Reusing datasets from class: Do not reuse datasets used in examples / homework in the class. However, you are welcome to extend datasets. For instance, if you were interested in a more detailed analysis of the Pokemon dataset, you are welcome to use web scraping to add variables such as Pokemon type or evolution status to the existing dataset.

Project proposal

Due Monday, April 6 at 11:59pm US Eastern Time on Gradescope.

The proposal is a draft of the introduction section of your project as well as a data analysis plan and your dataset, and is comprised of sections 1 through 3 as detailed below.

Your write up and all typesetting must be done using R Markdown. All team members must contribute to the GitHub repository. Before you finalize your write up, make sure the printing of code chunks is turned off with the chunk option echo = FALSE.

When applicable you should use the functions and packages introduced in the course. However, we realize not all datasets and research questions are identical. Thus, use tidyverse syntax when possible, but if you use a package that we have not discussed in the course, we will be more lenient regarding tidyverse syntax (that being said, no dollar signs!). Remember to use good coding style and best visualization practices as discussed by Eric Monson.

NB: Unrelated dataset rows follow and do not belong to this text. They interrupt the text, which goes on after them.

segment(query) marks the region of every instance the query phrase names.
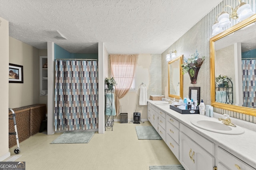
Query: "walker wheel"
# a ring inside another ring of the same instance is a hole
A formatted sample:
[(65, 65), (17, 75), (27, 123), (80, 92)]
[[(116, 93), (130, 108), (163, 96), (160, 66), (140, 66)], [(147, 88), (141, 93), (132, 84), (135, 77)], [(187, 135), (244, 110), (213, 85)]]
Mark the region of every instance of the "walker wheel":
[(18, 154), (20, 152), (20, 149), (19, 148), (16, 148), (14, 149), (14, 152), (15, 154)]

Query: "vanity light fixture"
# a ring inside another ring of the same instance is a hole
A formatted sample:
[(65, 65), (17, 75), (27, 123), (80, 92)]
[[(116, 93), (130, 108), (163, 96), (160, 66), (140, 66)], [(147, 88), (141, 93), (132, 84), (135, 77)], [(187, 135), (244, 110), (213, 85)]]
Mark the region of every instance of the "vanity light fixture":
[(174, 49), (169, 50), (169, 51), (168, 51), (168, 54), (166, 55), (166, 61), (169, 62), (176, 58), (176, 53), (177, 51)]
[[(238, 0), (238, 2), (239, 4), (234, 9), (229, 5), (226, 5), (223, 7), (223, 11), (218, 14), (216, 17), (216, 21), (212, 26), (213, 35), (222, 32), (223, 31), (222, 28), (230, 24), (230, 18), (234, 20), (238, 19), (238, 21), (240, 21), (255, 14), (252, 10), (252, 8), (250, 4), (242, 2), (241, 0)], [(231, 8), (232, 12), (230, 14), (224, 10), (226, 7)], [(218, 16), (218, 20), (217, 21), (217, 17)]]

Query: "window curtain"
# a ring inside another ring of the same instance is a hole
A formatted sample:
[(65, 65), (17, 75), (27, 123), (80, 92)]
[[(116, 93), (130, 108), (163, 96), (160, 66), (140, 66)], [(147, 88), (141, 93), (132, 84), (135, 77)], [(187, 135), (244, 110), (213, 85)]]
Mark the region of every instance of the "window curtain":
[(138, 55), (110, 55), (111, 72), (116, 82), (115, 86), (115, 106), (117, 114), (120, 114), (119, 99), (129, 92), (137, 65)]
[(256, 60), (242, 60), (243, 106), (256, 108)]
[(97, 61), (55, 61), (54, 131), (98, 128)]

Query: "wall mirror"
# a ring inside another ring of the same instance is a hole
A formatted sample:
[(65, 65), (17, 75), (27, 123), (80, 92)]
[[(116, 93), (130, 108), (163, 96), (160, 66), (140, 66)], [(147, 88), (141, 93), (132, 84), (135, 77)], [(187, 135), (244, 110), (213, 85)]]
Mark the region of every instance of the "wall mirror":
[[(256, 116), (256, 22), (254, 14), (210, 39), (214, 107)], [(220, 75), (227, 77), (226, 85), (217, 84)]]
[(183, 97), (183, 76), (181, 65), (183, 55), (168, 63), (169, 97), (179, 99)]

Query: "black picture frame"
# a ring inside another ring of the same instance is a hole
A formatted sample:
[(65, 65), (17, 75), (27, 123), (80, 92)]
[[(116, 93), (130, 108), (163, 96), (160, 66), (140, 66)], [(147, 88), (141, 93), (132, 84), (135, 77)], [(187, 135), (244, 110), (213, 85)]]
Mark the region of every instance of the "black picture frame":
[(189, 87), (188, 95), (190, 100), (193, 101), (196, 98), (198, 103), (200, 103), (200, 87)]
[(23, 66), (9, 63), (9, 83), (23, 83)]

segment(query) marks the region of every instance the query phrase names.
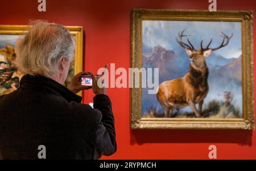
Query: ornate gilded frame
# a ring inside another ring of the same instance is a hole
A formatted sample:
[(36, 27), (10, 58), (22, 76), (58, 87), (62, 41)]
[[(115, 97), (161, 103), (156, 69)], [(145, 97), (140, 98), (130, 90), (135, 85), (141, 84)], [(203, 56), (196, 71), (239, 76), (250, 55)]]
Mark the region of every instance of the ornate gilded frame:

You must turn in your proposal as a .pdf to Gradescope in order to receive credit.

Section 1 - Introduction

The introduction should introduce your general research question and your data (where it came from, how it was collected, what are the cases, what are the variables, etc.). This section should be no more than one page, excluding figures.

Section 2 - Data analysis plan

The data analysis plan should include:

  • The outcome (dependent, response, \(Y\)) and predictor (independent, explanatory, \(\mathbf{X}\)) variables you will use to answer your question.
  • Very preliminary exploratory data analysis, including some summary statistics and visualizations, along with some explanation on how they help you learn more about your data. (You can add to these later as you work on your project.)
  • The statistical method(s) that you believe will be useful in answering your question(s). (You can update these later as you work on your project.)
  • What results from these specific statistical methods are needed to support your hypothesized answer?

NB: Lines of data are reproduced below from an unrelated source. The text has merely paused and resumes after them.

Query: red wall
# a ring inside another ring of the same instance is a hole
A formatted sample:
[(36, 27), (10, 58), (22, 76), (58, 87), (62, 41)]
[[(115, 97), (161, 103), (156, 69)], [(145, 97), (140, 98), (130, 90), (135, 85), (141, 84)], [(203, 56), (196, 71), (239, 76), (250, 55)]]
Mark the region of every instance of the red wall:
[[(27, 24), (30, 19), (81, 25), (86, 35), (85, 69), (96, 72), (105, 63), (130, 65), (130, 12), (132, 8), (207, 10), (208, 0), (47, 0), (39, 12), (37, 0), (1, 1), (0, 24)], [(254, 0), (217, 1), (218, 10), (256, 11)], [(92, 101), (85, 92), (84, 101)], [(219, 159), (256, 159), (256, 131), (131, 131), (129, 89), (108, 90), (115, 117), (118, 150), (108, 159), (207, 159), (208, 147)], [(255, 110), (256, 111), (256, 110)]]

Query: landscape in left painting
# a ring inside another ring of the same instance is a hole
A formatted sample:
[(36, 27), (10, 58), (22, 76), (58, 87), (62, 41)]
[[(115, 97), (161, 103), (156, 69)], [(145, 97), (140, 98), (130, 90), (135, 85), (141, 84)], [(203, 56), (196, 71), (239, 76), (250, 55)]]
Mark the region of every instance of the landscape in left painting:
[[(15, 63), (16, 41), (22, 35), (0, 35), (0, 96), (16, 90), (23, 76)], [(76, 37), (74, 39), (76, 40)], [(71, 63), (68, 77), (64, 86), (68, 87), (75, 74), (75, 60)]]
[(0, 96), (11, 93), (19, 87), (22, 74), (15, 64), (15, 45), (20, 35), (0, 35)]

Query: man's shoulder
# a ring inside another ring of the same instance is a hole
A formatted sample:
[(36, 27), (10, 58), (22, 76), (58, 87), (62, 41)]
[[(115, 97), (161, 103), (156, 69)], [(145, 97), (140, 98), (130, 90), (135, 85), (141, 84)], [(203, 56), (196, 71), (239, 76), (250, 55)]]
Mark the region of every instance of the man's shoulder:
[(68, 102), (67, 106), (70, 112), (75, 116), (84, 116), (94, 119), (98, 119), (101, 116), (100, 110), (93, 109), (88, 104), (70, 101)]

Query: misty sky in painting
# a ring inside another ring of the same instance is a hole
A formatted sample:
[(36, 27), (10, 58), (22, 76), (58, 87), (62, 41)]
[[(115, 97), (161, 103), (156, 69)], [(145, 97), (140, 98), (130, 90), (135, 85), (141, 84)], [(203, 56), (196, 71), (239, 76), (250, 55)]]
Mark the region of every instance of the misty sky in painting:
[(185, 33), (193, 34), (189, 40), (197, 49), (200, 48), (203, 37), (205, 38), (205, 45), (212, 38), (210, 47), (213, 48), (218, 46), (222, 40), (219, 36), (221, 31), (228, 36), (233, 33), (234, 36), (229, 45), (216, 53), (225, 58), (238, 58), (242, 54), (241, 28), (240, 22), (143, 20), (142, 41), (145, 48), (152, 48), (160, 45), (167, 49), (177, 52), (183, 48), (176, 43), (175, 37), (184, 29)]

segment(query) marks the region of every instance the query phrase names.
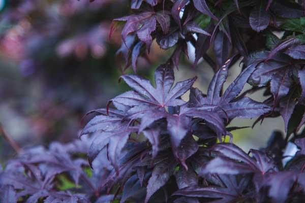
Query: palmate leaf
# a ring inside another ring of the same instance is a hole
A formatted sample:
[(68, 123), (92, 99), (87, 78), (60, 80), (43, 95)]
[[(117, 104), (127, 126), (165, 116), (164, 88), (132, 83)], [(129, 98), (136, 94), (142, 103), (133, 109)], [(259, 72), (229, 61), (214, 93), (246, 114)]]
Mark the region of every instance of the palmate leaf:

This section should be no more than two pages, excluding figures.

Section 3 - Data

Place your data in the data folder in your team’s repository, and then add the dimensions of your dataset and a codebook to the README in this folder. Finally, print out the output of glimpse of your data frame.

Total 20 pts
Introduction 6 pts
Data analysis plan 9 pts
Data and codebook 3 pts
Organization and code quality 2 pts

Make sure you only print the glimpse output of your dataset.

Main write-up

Due Wednesday, April 29 at 2:00pm US Eastern Time on Gradescope.

There is no page limit or requirement, but do be judicious in your write-up. The full write-up should build on your project proposal above. That is, you should build on the Markdown file from your project proposal (the entire write-up should be one document by the end of the course).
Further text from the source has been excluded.